EP 225: Failure, Addiction and the Long Game with Jess Lahey

One of the most pivotal life choices I ever made was changing my career from politics to teaching. [You can read about my unconventional career path].

Before studying to be a teacher I had a very fixed mindset. I believed that people were smart or not. I believed that you were born with it or you weren’t. I believed failure was the end of the line and the worst thing that could happen. 

The philosophical nature of my yoga practice coincided with the timing of my career change. I was seeking something…better. I was choking on the black and white thinking I was used to. Whispers of new ways of thinking crept into my mind while I was on my mat.

As I entered my teaching credential program I set the intention to have a beginner's mind. I didn’t have to have the answers already, I was seeking learning. I was allowing myself to show up vulnerably. I was showing my professors and my classmates I was humble enough to learn new things, make mistakes, try something different to get different results.

This simple shift of being ok with not already knowing changed my life forever.
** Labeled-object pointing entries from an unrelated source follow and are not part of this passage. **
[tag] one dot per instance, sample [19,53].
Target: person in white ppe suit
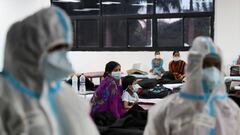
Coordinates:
[32,99]
[202,107]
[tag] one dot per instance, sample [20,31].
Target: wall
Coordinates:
[227,35]
[95,61]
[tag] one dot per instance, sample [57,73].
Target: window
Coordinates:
[138,25]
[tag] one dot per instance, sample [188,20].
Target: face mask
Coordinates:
[135,87]
[176,58]
[56,66]
[212,77]
[116,75]
[157,56]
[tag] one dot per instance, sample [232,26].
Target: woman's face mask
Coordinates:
[211,76]
[116,75]
[55,66]
[176,58]
[135,87]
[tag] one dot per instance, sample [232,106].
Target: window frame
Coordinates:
[152,16]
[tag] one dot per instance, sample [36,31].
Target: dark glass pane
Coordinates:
[140,33]
[194,27]
[197,5]
[170,32]
[115,33]
[87,33]
[179,6]
[113,7]
[139,7]
[79,7]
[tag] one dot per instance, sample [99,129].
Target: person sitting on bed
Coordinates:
[130,96]
[177,66]
[157,65]
[107,97]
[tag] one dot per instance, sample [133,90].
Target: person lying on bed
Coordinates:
[107,97]
[130,96]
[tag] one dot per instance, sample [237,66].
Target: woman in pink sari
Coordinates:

Perfectionism had its grip on me for the first 30 plus years of my life and it felt terrible.

Teaching allowed me to be present for learning—not the good scores and college acceptance letters to post on social media, but the real kind.

We send our kids to school to learn, but how many of us are okay with making mistakes, failing, not getting what is taught and having to figure it out?

Learning means acquiring knowledge or skill in something. That means you start out not knowing anything about it. Then, you learn about it and realize how little you know. With practice, study, and data collection, you can apply what you’ve gained to what you know, and if you stick with it, you’ll eventually become competent. 

In other words, learning is a hard, ugly process.

And it absolutely rocks if you can get beyond the shame of not knowing or being terrible at stuff in the beginning.

Anyway, I got to interview Jess Lahey about her books about failure and addiction and I really tried not to fangirl too much.

Meet Jessica Lahey. She is the author of the New York Times bestselling book, The Gift of Failure: How the Best Parents Learn to Let Go So Their Children Can Succeed and The Addiction Inoculation: Raising Healthy Kids in a Culture of Dependence.

Jess was awarded the Research Society on Alcohol’s Media Award for “outstanding journalistic efforts of writers who cover empirical research on alcohol” […] “for her book The Addiction Inoculation and advocacy for the recovery community.”

Over twenty years, Jess has taught every grade from sixth to twelfth in both public and private schools, and spent five years teaching in a drug and alcohol rehab for adolescents in Vermont. She has written about education, parenting, and child welfare for The Washington Post, The Atlantic, and her biweekly column “The Parent Teacher Conference” ran for three years at the New York Times.

She designed and wrote the educational curriculum for Amazon Kids’ award-winning animated series The Stinky and Dirty Show, and was a 2019 Pushcart Prize nominee. Jess holds the dubious honor of having written an article that was later adapted as a writing prompt for the 2018 SAT. She co-hosts the #AmWriting podcast from her empty nest in Vermont.